Le SETUE doit rencontrer la direction de l’UQAM le 18 janvier.
Photo: Facebook SETUE Le SETUE doit rencontrer la direction de l’UQAM le 18 janvier.

Les étudiants de l’Université du Québec à Montréal (UQAM) qui espéraient amorcer la session d’hiver en connaissant leurs notes du trimestre précédent devront prendre leur mal en patience : la reconduction vendredi de la grève des membres du Syndicat des étudiants employés de l’UQAM (SETUE) crée un flou sur la correction des examens.

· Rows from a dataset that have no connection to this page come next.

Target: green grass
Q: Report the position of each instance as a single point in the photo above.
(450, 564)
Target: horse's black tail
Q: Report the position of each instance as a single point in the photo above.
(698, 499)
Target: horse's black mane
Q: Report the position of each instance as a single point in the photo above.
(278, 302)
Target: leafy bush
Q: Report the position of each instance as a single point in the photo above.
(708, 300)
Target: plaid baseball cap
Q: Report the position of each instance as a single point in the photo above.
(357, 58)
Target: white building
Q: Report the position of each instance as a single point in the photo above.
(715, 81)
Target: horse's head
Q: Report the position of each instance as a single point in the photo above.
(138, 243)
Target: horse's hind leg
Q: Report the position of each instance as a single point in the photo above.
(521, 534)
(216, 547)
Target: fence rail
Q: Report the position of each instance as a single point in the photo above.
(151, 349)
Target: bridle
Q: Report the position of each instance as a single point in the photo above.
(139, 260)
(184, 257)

C’est que les professeurs et chargés de cours qui avaient embauché des étudiants pour faire de la correction reçoivent des indications contradictoires de la part de l’UQAM, de leurs départements et de leurs syndicats. Et certains d’entre eux craignent de devenir des briseurs de grève en effectuant les tâches qui devaient revenir à des membres du SETUE.

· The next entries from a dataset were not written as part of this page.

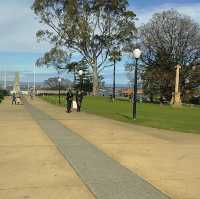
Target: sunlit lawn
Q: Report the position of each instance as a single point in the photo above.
(185, 119)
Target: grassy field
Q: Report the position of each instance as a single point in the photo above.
(183, 119)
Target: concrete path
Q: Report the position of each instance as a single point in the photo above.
(105, 177)
(168, 160)
(31, 167)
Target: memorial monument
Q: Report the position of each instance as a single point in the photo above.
(176, 96)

« Le SCCUQ est outré par la position de l’UQAM qui prend en otages les enseignants et change leurs conditions de travail, a ainsi fait savoir le Syndicat des chargés de cours de l’UQAM (SCCUQ). En agissant ainsi, l’UQAM adopte clairement une attitude antisyndicale que nous dénonçons. »

Après avoir recommandé à ses membres de ne pas effectuer les tâches confiées par contrat à des auxiliaires d’enseignement, le syndicat a changé son fusil d’épaule. Un passage devant la Commission des relations du travail (CRT), qui a refusé de rendre non obligatoire, dans l’immédiat, la correction des examens, l’a refroidi.

Dans l’attente d’une décision du CRT sur le fond de l’affaire, le SCCUQ a demandé à ses membres de suivre les recommandations de leurs départements respectifs. Or, « il y a un flou », a reconnu le vice-président à l’information du SCCUQ, Richard Bousquet. « Certains départements ont demandé de corriger. D’autres, non », a-t-il rapporté.

Le syndicat a aussi demandé aux chargés de cours de rapporter « tout supplément de tâche de surveillance ou de correction » et interpellé l’UQAM afin que la date de remise des notes, prévue le 7 janvier, soit repoussée.

Au service des communications de l’université, la porte-parole Caroline Tessier a déclaré au Devoir que l’UQAM allait « faire preuve de souplesse et de compréhension » quant au dépôt des notes. « On comprend que dans certains cas, ça va se prolonger », a affirmé Mme Tessier. Quant à la rémunération supplémentaire, l’administration en est à étudier la question, a-t-elle ajouté.

De son côté, le syndicat des professeurs (SPUQ) recommande toujours à ses membres de refuser d’accomplir les fonctions des salariés du SETUE. L’UQAM estime quant à elle que « les professeurs, les maîtres de langue et les chargés de cours sont responsables de la correction des travaux et examens », a rappelé Mme Tessier.

Le SETUE doit encore rencontrer la direction de l’UQAM le 18 janvier. Une assemblée générale devrait donc être convoquée dans les jours suivants.